[Babase] The infamous dcauses

Karl O. Pinc babase@www.eco.princeton.edu
Sun, 16 Oct 2005 05:09:35 +0000


Hi,

In the interest of actually finishing with something
I'm looking at wrapping up BIOGRAPH and the
issue of dcauses again came up.  I'm looking for a
decision here from Jeanne and Susan.

The docs say:

Those rows that record data on fetal losses must maintain the following  
relations between their data values: the Sname and Name values must be  
NULL; the Statdate must be the same as the birth date (Birth); the  
Status must be 1 (definitely dead); and the Dcause must be 7 (unknown)  
or 5 (loss of mother). Jeanne needs to confirm that this is still the  
case since her changes to DCAUSES.

I want to change this to:

Those rows that record data on fetal losses must maintain the following  
relations between their data values: the Sname and Name values must be  
NULL; the Statdate must be the same as the birth date (Birth); and the  
Status must not be 0 (alive).

So, there are no restriction on the dcauses for fetal losses.
This is consistent with what I recall was decided, but see
below for the issues.  (I think we have no written record
of our ultimate decision.)

For the record, here's the breakdown on dcauses for fetal losses.
(Note spiffy query that manipulates summarized data.)

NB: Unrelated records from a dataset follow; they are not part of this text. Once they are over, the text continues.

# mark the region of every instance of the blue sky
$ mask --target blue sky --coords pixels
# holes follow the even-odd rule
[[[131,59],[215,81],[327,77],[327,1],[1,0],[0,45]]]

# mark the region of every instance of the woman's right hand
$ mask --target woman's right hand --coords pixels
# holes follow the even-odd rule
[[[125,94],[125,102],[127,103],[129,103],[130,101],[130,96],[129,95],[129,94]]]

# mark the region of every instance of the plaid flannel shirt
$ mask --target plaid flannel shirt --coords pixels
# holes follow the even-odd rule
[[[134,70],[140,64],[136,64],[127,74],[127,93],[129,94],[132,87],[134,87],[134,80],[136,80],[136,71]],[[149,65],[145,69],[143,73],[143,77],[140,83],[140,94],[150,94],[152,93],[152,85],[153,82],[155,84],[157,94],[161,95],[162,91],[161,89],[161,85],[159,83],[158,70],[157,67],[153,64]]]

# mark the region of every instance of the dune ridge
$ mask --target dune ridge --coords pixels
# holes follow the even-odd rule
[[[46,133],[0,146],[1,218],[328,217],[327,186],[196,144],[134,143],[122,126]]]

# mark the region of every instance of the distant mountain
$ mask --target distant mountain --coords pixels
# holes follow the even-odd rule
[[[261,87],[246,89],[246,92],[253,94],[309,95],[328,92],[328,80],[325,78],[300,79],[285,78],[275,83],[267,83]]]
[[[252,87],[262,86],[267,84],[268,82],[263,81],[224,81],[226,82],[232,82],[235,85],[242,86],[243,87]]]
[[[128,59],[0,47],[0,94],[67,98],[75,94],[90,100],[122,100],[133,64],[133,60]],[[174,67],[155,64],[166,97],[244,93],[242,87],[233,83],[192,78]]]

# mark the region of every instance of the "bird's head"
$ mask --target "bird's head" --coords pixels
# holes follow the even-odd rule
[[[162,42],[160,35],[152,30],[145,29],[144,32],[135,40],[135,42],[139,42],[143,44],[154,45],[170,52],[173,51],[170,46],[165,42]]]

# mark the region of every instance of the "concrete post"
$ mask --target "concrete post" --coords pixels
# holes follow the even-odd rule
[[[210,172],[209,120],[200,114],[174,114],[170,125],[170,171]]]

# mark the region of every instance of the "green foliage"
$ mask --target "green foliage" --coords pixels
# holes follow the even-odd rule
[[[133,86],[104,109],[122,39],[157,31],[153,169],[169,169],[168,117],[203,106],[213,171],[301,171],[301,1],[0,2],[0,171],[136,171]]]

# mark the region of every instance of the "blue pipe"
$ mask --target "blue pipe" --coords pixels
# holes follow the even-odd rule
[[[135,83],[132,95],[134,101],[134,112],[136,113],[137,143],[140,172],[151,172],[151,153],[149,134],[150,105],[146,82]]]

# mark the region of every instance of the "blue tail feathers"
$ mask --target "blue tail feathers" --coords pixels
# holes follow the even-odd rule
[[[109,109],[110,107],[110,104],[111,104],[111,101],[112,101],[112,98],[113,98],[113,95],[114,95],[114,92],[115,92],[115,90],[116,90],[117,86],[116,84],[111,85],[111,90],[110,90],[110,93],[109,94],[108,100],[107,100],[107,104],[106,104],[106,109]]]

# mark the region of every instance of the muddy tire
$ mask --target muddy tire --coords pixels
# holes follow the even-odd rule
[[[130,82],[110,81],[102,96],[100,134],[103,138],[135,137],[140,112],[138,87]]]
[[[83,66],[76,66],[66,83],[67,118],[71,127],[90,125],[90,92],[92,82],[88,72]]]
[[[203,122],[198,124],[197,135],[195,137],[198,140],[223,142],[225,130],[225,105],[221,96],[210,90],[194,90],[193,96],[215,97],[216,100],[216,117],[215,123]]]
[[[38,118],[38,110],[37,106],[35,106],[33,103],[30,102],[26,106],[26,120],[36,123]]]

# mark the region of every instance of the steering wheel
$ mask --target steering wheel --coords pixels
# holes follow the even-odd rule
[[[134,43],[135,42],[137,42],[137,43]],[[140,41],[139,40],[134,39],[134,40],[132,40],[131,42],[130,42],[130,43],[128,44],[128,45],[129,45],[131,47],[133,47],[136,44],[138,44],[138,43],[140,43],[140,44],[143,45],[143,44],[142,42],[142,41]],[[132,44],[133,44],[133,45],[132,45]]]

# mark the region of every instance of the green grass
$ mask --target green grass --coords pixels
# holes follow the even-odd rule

babase=# select count(*), dcauses.dcause, descr from biograph, dcauses  
where sname is NULL and biograph.dcause = dcauses.dcause group by  
dcauses.dcause, dcauses.descr order by count(*) desc, dcauses.dcause;

  count | dcause |             descr
-------+--------+-------------------------------
    137 |      8 | Under review
     26 |      7 | Unknown
      1 |      4 | Pathology/congenital problems
      1 |      5 | Loss of mother
(4 rows)

See Daphne's mail to the list on:
Date: Fri, 07 May 2004 11:23:58 -0400
4) The situation that needs clarifying is when the fetus dies because
the mother dies.  At the beginning of the new dcause definition list, it
says the following:

------------------
If a mother and infant disappear at the same time and a cause is
attributed to the mother's death, the same cause is attributed to the
infant's death unless contraindicated by available evidence.

When Jeanne and Suan and I talked about dcauses earlier, and it was
decided that this applied to infants AND fetuses (I have another note
about this on the sheet).  Do we want to stick with this?  As I see it,
this would have 2 implications.  First, it would mean that aborts, if
they are due to the mom's death, would NOT be restricted to certain
dcauses - they could get whatever dcause was assigned to the mother.
Second, it means that an infant (or fetus, if that's what we decide)
would not get a dcause of 5 (loss of mother in both old and new lists)
unless the mother's cause of death is unknown.  (Right?  Am I
interpreting this correctly?)  So I think there are some 5s for infants
(and maybe fetuses) that should have the mother's dcause instead.
Steph, I think it would be a good idea to check for these 5s, both in
the pre-01b list I'm sending you, and in the post-01b data currently in
Biograph, and see if they shouldn't get the mother's dcause instead.
------------

I then wrote:
---------------
Everything depends on how you're querying and using the data so long as
either system of coding abort's dcauses you don't lose any information.
Note that with the old way of encoding death due to mother's death
you can query for that event directly and trace the dcause through to
the dcause of the mother.  With the new system it's easier to get
abortion cause of death but harder to tell if the death is due to
death of the mother.  With the new system the assumption is that
death is due to death of the mother when both infant and mother die
on the same day.  (Note that if they happen to die on the same day
but in separate events you can only tell if the dcause is different
for the mother and infant.  Theoretically this is a problem
with the new system's coding, the one place where information
can be lost.)  Seems like the 5 code is pretty much
redundant in the new system as it always means "unknown".
I'd consider getting rid of it for the sake of consistency.
------------

There's no more mail addressing the subject.


Karl <kop@meme.com>
Free Software:  "You don't pay back, you pay forward."